As mentioned in #4, this pipeline is supposed to target any distinct transcriptome sequence, meaning anything that has never been observed in any DNA before. (I don't think we need to worry about RNA contaminating DNA...since rtPCR isn't a step in DNA sequencing, I think any RNA contam would just...disapper? I should check this). If we are targeting truly unique RNA mods (splicing, editing, nucleic acid modifications, ...), I think it would be ok to subtract all DNA sequences ever.

This would also probably remove contamination, which would be nice (see #4).

This would also have the benefit of allowing us to include all of the k-mers from a given species as a cover, which might reduce problems with heterozygosity (see #3).

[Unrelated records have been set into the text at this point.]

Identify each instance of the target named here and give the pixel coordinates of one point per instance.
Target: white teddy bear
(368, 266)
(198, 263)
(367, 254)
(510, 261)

It will also dramatically simplify the encoding of the workflow -- we wouldn't need to know what organism we were working with before doing the subtraction, and we wouldn't need to specify which genome to subtract.

See https://github.com/ctb/2022-database-covers and https://github.com/sourmash-bio/sourmash/issues/1852 for cover DB construction. I would want to work with the latest genbank, as well as Eukaryotic genbank. For Euk genbank, I'd need to download and sketch all of the genomes (except protists and fungi which are already in the genbank db). (Note that here including repeat elements and contamination wouldn't cause problems 🎉 )

Also note that over in https://github.com/greenelab/2022-microberna/, I already sketched all of the microbial transcriptomes on the SRA and all of the signatures are CCBy so...

I don't think this would scale to metagenomes though yet...although I don't know how scaled100k would improve the size of that.

taylorreiter commented 1 year ago

if i do this, I should benchmark running gather with a threshold bp of 0 and outputting unassigned vs. subtracting using the zip of the db. I don't have a good guess as to which would be faster (I'm also not sure if output unassigned keeps the abundances of query signature)

Also it would be fun to have these profiles for everything (although they could be wrong in weird ways with repetitive elements and such).

taylorreiter commented 1 year ago

I just read the quote, "In mammals, editing mostly occurs within genomic repeats (Bazak et al., 2014a, Levanon et al., 2004, Neeman et al., 2006). In primates specifically, most RNA-editing sites are found in Alu repeats, whose sequence facilitates the creation of a double-stranded RNA structure that promotes ADAR binding. Similarly, editing in Octopus bimaculoides is enriched in repeat regions (303,414/903,742 sites, 34%; 159,005 of them in annotated repeats)." (source: https://www.sciencedirect.com/science/article/pii/S0092867417303446). So a cover of eukaryotic genomes (or any genome with lots of repeats) might not have the desired effect. I'd be concerned that I would accidentally subtract an edited site because the edited sequence occurred in a different genome.